The articles in How we engineer describe how engineering work is organised at Titanium Birch. This page lists design tensions that are still visible in the repo and in AGENTS.md—not a backlog of feature ideas, but places where the model has a clear edge.
How do we measure whether the system is actually improving?
Some signals are binary: CI passes or fails; nav tests pass or fail. Audience Simulation runs violation-based checks against the content expectations register (docs/content-expectations.md), emitting structured PAGE_REVIEW: and PUBLIC_READINESS: lines in GitHub Actions logs when CURSOR_API_KEY is configured. Those gates shape day-to-day work.
The harder question is systemic improvement. If a skill changes, do later outputs improve in a durable way, or does the team move variance somewhere less visible? If gates tighten, does quality gain justify loop latency? TB already uses fast tests, CI, audience simulation, and explicit retrospectives—none fully answers the causal question. Designing feedback that is sharp without mistaking easy counts for the whole story remains open work.
How much review should stay with humans?
In principle: agents implement; humans define process, set priorities, and review at gates (docs/operating-model.md, AGENTS.md). In practice the boundary is fuzzy. Day one on Labs showed fast automation plus human catches on fictional copy and on a disallowed secret dependency.
Automated checks handle mechanical correctness; a reviewer agent examines pull requests; humans intervene where judgement matters. Review too much and the queue recentralises on people; review too little and errors that pass checks still ship. A live question is which judgement categories belong in better rules versus explicit human steps for longer than anyone prefers.
How do we stop skills from becoming a second stale codebase?
Skills are version-controlled files agents load at session start—see Skills and conventions. That compounds good lessons but also replays drift at scale if a skill disagrees with the code or workflow it describes.

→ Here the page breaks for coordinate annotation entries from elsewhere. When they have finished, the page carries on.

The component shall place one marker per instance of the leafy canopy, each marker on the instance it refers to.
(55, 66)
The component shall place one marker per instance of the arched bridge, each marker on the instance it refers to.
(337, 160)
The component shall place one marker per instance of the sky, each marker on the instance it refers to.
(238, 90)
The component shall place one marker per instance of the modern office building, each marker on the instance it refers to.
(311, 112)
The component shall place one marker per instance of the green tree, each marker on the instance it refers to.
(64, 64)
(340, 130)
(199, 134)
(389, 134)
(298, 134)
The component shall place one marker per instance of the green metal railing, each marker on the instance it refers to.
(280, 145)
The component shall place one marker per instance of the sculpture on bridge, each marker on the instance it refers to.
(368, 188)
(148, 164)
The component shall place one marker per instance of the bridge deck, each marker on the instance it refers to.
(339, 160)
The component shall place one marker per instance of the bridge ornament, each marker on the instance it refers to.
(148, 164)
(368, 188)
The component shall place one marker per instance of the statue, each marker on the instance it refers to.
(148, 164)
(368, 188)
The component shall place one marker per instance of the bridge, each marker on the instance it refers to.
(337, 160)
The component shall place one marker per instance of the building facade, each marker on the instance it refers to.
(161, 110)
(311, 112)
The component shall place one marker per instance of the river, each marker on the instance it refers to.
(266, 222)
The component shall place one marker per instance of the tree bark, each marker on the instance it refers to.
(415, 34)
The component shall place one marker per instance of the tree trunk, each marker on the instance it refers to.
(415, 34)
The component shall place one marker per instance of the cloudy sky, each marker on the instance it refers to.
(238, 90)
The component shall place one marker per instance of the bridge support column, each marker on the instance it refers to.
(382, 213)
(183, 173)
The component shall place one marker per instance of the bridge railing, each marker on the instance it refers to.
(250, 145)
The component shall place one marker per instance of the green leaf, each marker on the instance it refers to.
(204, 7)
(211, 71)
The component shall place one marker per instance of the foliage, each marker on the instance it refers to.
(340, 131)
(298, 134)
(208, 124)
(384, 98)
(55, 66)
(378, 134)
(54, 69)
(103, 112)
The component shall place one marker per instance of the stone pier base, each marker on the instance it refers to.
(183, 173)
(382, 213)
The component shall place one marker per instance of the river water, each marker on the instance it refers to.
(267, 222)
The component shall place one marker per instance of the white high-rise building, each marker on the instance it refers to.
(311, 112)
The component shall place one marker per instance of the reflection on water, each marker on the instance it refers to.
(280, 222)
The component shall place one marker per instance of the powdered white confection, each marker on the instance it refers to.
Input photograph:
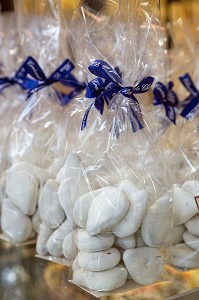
(50, 209)
(191, 240)
(82, 206)
(126, 243)
(193, 225)
(87, 243)
(44, 234)
(14, 223)
(67, 193)
(157, 223)
(69, 248)
(135, 215)
(103, 281)
(177, 234)
(192, 186)
(184, 206)
(70, 169)
(99, 261)
(36, 221)
(184, 257)
(30, 168)
(145, 265)
(23, 190)
(128, 188)
(54, 243)
(106, 210)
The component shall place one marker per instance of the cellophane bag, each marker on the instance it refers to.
(30, 146)
(124, 221)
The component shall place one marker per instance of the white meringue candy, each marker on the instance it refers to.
(70, 168)
(191, 186)
(106, 210)
(14, 223)
(193, 225)
(30, 168)
(67, 194)
(87, 243)
(54, 243)
(128, 188)
(139, 239)
(184, 257)
(184, 206)
(157, 224)
(103, 281)
(50, 209)
(177, 234)
(69, 248)
(82, 206)
(135, 215)
(191, 240)
(99, 261)
(126, 243)
(145, 264)
(44, 234)
(23, 190)
(36, 221)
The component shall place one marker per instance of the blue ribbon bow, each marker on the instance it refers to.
(109, 83)
(19, 78)
(36, 79)
(164, 95)
(192, 101)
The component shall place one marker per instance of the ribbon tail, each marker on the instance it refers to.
(85, 118)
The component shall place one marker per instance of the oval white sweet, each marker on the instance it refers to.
(126, 243)
(193, 225)
(145, 265)
(184, 206)
(191, 240)
(157, 224)
(36, 221)
(44, 234)
(184, 257)
(82, 206)
(23, 190)
(192, 186)
(87, 243)
(103, 281)
(69, 248)
(98, 261)
(70, 168)
(14, 223)
(50, 209)
(106, 210)
(54, 243)
(177, 234)
(135, 215)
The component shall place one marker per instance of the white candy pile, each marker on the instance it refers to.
(185, 250)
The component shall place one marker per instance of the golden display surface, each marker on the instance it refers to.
(22, 277)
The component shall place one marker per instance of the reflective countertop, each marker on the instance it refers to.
(25, 277)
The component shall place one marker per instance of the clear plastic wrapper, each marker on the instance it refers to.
(121, 206)
(33, 139)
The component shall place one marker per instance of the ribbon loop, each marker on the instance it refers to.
(164, 95)
(108, 84)
(192, 101)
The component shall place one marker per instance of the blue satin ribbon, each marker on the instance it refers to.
(192, 101)
(164, 95)
(109, 83)
(19, 78)
(37, 80)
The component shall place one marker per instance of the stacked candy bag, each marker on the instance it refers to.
(124, 220)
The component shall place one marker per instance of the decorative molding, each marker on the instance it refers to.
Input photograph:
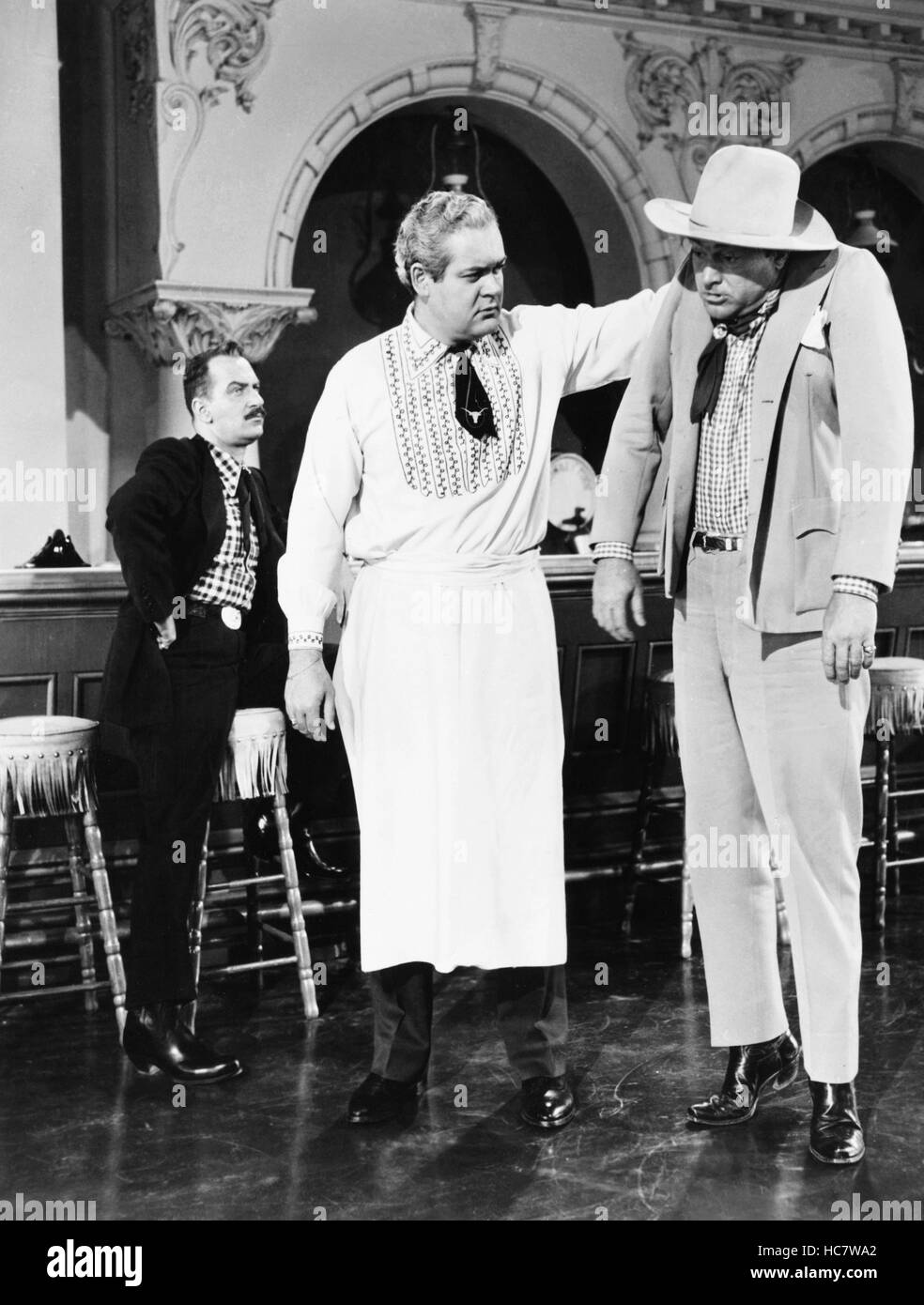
(553, 102)
(177, 98)
(164, 318)
(139, 56)
(662, 84)
(867, 123)
(488, 21)
(909, 80)
(854, 27)
(234, 38)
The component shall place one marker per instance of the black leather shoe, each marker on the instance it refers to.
(261, 839)
(547, 1103)
(836, 1135)
(380, 1099)
(157, 1039)
(750, 1069)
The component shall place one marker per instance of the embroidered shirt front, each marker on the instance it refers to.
(438, 455)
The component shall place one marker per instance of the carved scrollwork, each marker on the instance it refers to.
(663, 84)
(488, 21)
(231, 34)
(166, 318)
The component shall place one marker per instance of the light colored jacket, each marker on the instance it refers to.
(832, 438)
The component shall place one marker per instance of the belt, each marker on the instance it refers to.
(230, 616)
(716, 543)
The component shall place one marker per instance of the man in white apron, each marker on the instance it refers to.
(427, 459)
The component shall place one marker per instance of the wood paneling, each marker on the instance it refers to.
(55, 628)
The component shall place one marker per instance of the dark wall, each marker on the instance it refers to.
(357, 207)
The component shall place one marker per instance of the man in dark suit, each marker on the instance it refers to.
(198, 636)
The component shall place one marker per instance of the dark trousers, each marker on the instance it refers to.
(177, 763)
(531, 1014)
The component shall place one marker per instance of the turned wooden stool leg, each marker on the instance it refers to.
(883, 757)
(6, 832)
(685, 913)
(294, 898)
(893, 825)
(782, 919)
(107, 920)
(639, 837)
(87, 966)
(196, 922)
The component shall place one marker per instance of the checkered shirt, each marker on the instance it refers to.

Mitigations already exist: metadata, cross-references, archives, and health guidance in agent docs. The open design space is stronger maintenance across more repos and subtler exceptions—whether some guidance should sit closer to code, how far to test skills directly, and how to stay short yet precise.
How fast does a human–agent loop need to be?
TaxToucan is TB’s internal workflow for regulatory-filing automation: humans still review uncertain extractions, and it only works if that review keeps up. The human side of early operations treats durable improvement as teaching the system, not patching one output. Both depend on turnaround, clarity, and proportionate effort.
TB has tried thresholds, resubmit flows, caching, explicit feedback channels, and short test loops. “Fast enough” still varies by work type—content correction, data review, and pipeline failure triage do not share one number. When loops feel slow or opaque, reviewers report routing around them in #magpie-feedback; the engineering problem is queue design, interfaces, and instrumentation so feedback actually changes behaviour.
What should happen when output is technically valid but unsatisfying?
A failing test is simple: fix and reship. Weak output that passes checks is harder. Audience simulation can label an article publishable while specificity lags; the response pattern is to feed that back as tickets, tighter briefs, or updated rules—not silent rewrite off-repo.
The tension is how far to push metric-shaped gates before the process optimises the gate instead of the work. Encoding taste without pretending it is only checklists is still unresolved.
Where does the model stop working, and how should work cross that boundary?
Public material describes execution-shaped delivery in detail; open-ended exploration is described less and is more often where humans take the pen. Novel design, ambiguous requirements, and unfamiliar integrations still pull humans closer—prototype, refine tickets, decide when a phase must not be skipped.
The open part is early detection: late hand-off wastes agent time on bad framing; early hand-off overloads humans with work agents could carry if the brief were sharper. How a feature ships forces refinement and design before implementation but does not remove the judgement call.
How would this model hold up beyond a five-person firm?
Titanium Birch has five humans; a small team can change rules quickly without heavy governance machinery. AGENTS.md notes security and governance at larger scale are largely unproven here.
Foundations exist—keyless GitHub Actions auth, explicit secret policy, documented review gates—but a stricter environment might need different approval paths, audit trails, or separation of duties. That is both compliance and product design for the operating model: add governance without destroying the clarity that makes the current loop workable.
Why list these at all
They are the same questions attached to real workflows and skills, not abstract thought experiments. The edges above are where the next changes to rules, gates, and measurement will matter.